Yeah... mp3blaster, finch, irssi, rtorrent, screen, ratPoison are few of the MUSTS for all the console freaks.... Ask mehul


----------



## Ecko (Jul 27, 2008)

read it somewhere else 2
So do specify source dude lolz
U can run,deny but u can't escape


----------



## mehulved (Jul 27, 2008)

aditya.shevade said:


> Yeah... mp3blaster, finch, irssi, rtorrent, screen, ratPoison are few of the MUSTS for all the console freaks.... Ask mehul


I use mplayer or mpd instead of mp3blaster, and you forgot mutt.
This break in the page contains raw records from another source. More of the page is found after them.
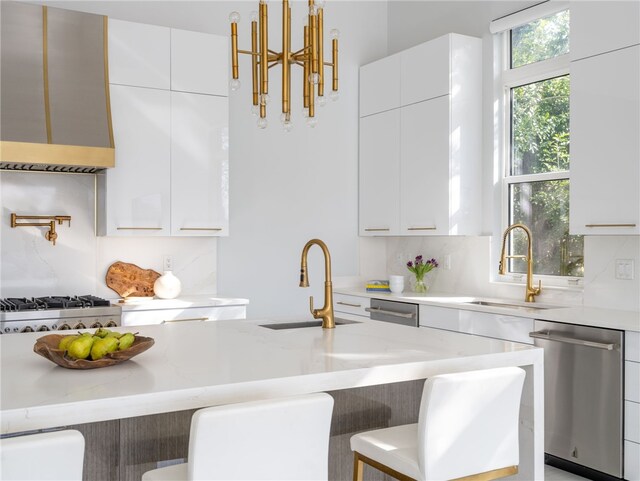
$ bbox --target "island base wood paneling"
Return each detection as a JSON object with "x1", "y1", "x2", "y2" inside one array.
[{"x1": 69, "y1": 379, "x2": 424, "y2": 481}]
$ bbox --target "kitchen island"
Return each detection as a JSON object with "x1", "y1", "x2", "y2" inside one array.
[{"x1": 0, "y1": 320, "x2": 544, "y2": 480}]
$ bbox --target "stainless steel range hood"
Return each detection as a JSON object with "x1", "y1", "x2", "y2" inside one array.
[{"x1": 0, "y1": 1, "x2": 115, "y2": 172}]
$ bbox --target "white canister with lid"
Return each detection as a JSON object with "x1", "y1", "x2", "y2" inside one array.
[{"x1": 153, "y1": 271, "x2": 182, "y2": 299}]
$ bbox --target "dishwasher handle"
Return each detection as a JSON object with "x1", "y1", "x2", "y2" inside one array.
[
  {"x1": 364, "y1": 307, "x2": 413, "y2": 319},
  {"x1": 529, "y1": 331, "x2": 618, "y2": 351}
]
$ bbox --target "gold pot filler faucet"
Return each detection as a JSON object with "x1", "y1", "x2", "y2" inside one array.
[
  {"x1": 300, "y1": 239, "x2": 336, "y2": 329},
  {"x1": 498, "y1": 224, "x2": 542, "y2": 302}
]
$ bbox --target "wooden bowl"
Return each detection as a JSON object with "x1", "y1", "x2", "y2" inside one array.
[{"x1": 33, "y1": 334, "x2": 155, "y2": 369}]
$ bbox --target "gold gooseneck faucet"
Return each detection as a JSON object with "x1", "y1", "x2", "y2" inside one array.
[
  {"x1": 498, "y1": 224, "x2": 542, "y2": 302},
  {"x1": 300, "y1": 239, "x2": 336, "y2": 329}
]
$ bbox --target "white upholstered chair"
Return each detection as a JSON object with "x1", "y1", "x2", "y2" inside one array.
[
  {"x1": 0, "y1": 430, "x2": 84, "y2": 481},
  {"x1": 142, "y1": 393, "x2": 333, "y2": 481},
  {"x1": 351, "y1": 367, "x2": 525, "y2": 481}
]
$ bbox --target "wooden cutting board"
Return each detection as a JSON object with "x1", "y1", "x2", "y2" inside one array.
[{"x1": 105, "y1": 261, "x2": 160, "y2": 298}]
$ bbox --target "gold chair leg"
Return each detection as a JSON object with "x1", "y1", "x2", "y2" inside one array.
[{"x1": 353, "y1": 452, "x2": 364, "y2": 481}]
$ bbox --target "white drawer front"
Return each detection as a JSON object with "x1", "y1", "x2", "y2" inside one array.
[
  {"x1": 333, "y1": 294, "x2": 371, "y2": 317},
  {"x1": 624, "y1": 361, "x2": 640, "y2": 403},
  {"x1": 624, "y1": 441, "x2": 640, "y2": 481},
  {"x1": 460, "y1": 311, "x2": 533, "y2": 344},
  {"x1": 122, "y1": 306, "x2": 247, "y2": 326},
  {"x1": 624, "y1": 331, "x2": 640, "y2": 362},
  {"x1": 624, "y1": 401, "x2": 640, "y2": 443},
  {"x1": 420, "y1": 306, "x2": 460, "y2": 332}
]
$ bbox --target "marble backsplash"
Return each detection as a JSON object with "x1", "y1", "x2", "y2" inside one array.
[
  {"x1": 0, "y1": 171, "x2": 217, "y2": 298},
  {"x1": 385, "y1": 236, "x2": 640, "y2": 311}
]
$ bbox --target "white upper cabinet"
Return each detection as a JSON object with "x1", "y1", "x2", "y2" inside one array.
[
  {"x1": 171, "y1": 29, "x2": 229, "y2": 97},
  {"x1": 360, "y1": 54, "x2": 400, "y2": 117},
  {"x1": 359, "y1": 109, "x2": 400, "y2": 235},
  {"x1": 171, "y1": 92, "x2": 229, "y2": 236},
  {"x1": 570, "y1": 0, "x2": 640, "y2": 61},
  {"x1": 400, "y1": 96, "x2": 449, "y2": 235},
  {"x1": 400, "y1": 35, "x2": 453, "y2": 106},
  {"x1": 570, "y1": 46, "x2": 640, "y2": 235},
  {"x1": 109, "y1": 18, "x2": 171, "y2": 89},
  {"x1": 359, "y1": 34, "x2": 482, "y2": 236},
  {"x1": 98, "y1": 85, "x2": 171, "y2": 236},
  {"x1": 98, "y1": 20, "x2": 229, "y2": 236}
]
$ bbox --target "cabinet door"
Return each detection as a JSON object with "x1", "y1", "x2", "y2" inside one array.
[
  {"x1": 171, "y1": 92, "x2": 229, "y2": 236},
  {"x1": 171, "y1": 29, "x2": 229, "y2": 97},
  {"x1": 400, "y1": 95, "x2": 449, "y2": 235},
  {"x1": 104, "y1": 85, "x2": 171, "y2": 236},
  {"x1": 109, "y1": 18, "x2": 171, "y2": 90},
  {"x1": 570, "y1": 46, "x2": 640, "y2": 235},
  {"x1": 360, "y1": 54, "x2": 400, "y2": 117},
  {"x1": 570, "y1": 1, "x2": 640, "y2": 60},
  {"x1": 360, "y1": 109, "x2": 400, "y2": 235},
  {"x1": 400, "y1": 35, "x2": 450, "y2": 106}
]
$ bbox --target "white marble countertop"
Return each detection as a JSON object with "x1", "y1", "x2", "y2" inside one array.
[
  {"x1": 111, "y1": 296, "x2": 249, "y2": 312},
  {"x1": 0, "y1": 320, "x2": 543, "y2": 434},
  {"x1": 334, "y1": 288, "x2": 640, "y2": 331}
]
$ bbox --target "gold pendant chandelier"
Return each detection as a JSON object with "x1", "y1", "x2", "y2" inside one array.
[{"x1": 229, "y1": 0, "x2": 339, "y2": 132}]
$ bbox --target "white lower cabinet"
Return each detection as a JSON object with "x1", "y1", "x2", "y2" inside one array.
[
  {"x1": 333, "y1": 294, "x2": 371, "y2": 319},
  {"x1": 420, "y1": 305, "x2": 534, "y2": 344},
  {"x1": 98, "y1": 85, "x2": 171, "y2": 236},
  {"x1": 122, "y1": 306, "x2": 247, "y2": 326},
  {"x1": 171, "y1": 92, "x2": 229, "y2": 236}
]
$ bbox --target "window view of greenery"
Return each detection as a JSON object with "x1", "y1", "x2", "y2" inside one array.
[
  {"x1": 511, "y1": 75, "x2": 569, "y2": 175},
  {"x1": 507, "y1": 11, "x2": 584, "y2": 277},
  {"x1": 509, "y1": 179, "x2": 584, "y2": 277},
  {"x1": 511, "y1": 10, "x2": 569, "y2": 68}
]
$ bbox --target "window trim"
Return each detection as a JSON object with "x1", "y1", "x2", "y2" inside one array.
[{"x1": 491, "y1": 20, "x2": 584, "y2": 289}]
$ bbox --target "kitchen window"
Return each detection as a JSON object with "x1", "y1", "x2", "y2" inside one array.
[{"x1": 501, "y1": 10, "x2": 584, "y2": 285}]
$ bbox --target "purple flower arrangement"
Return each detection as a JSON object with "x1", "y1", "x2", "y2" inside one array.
[{"x1": 407, "y1": 256, "x2": 438, "y2": 293}]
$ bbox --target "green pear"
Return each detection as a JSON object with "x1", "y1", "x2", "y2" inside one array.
[
  {"x1": 58, "y1": 334, "x2": 80, "y2": 351},
  {"x1": 102, "y1": 337, "x2": 118, "y2": 352},
  {"x1": 67, "y1": 335, "x2": 94, "y2": 359},
  {"x1": 118, "y1": 332, "x2": 136, "y2": 351},
  {"x1": 94, "y1": 327, "x2": 111, "y2": 337}
]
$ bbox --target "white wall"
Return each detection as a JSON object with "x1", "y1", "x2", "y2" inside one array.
[{"x1": 380, "y1": 1, "x2": 640, "y2": 310}]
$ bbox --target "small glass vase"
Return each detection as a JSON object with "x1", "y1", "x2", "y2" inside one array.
[{"x1": 413, "y1": 279, "x2": 428, "y2": 294}]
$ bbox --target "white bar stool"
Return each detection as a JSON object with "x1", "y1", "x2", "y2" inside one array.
[
  {"x1": 142, "y1": 393, "x2": 333, "y2": 481},
  {"x1": 351, "y1": 367, "x2": 525, "y2": 481},
  {"x1": 0, "y1": 430, "x2": 84, "y2": 481}
]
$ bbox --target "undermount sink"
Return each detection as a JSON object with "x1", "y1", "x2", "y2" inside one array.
[
  {"x1": 465, "y1": 301, "x2": 550, "y2": 310},
  {"x1": 260, "y1": 319, "x2": 360, "y2": 331}
]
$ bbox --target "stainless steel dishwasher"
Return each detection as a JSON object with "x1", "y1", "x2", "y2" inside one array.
[
  {"x1": 365, "y1": 299, "x2": 418, "y2": 327},
  {"x1": 529, "y1": 320, "x2": 624, "y2": 479}
]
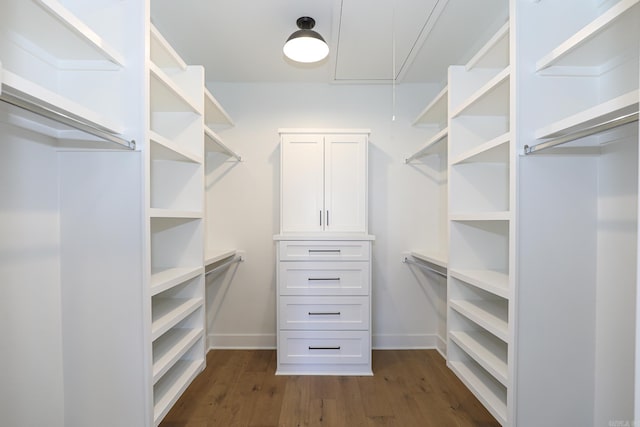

That's how I check mails on CLI


----------



## Faun (Jul 27, 2008)

^
mutt mutt n.
 An dog that is of inferior quality or of mixed breed.

tehehe, i name it fido


----------



## aditya.shevade (Jul 28, 2008)

Lol... @mehul, I said few of the...


----------



## Quiz_Master (Jul 28, 2008)

Ecko said:


> read it somewhere else 2
> So do specify source dude lolz
> U can run,deny but u can't escape



Where?

I wrote this on my blog then deleted for some reason...


----------



## nitish_mythology (Jul 28, 2008)

I used mp3blaster for a while........ After signing up on las.fm , mp3blaster wont work for me.
If I could have the support...  


* Update : * Found a script..Tweaking it for support.


----------



## mehulved (Jul 28, 2008)

nitish_mythology said:


> I used mp3blaster for a while........ After signing up on las.fm , mp3blaster wont work for me.
> If I could have the support...
> 
> 
> * Update : * Found a script..Tweaking it for support.


mpd has lastfm support via lastfmsubmitd and more such scripts.


----------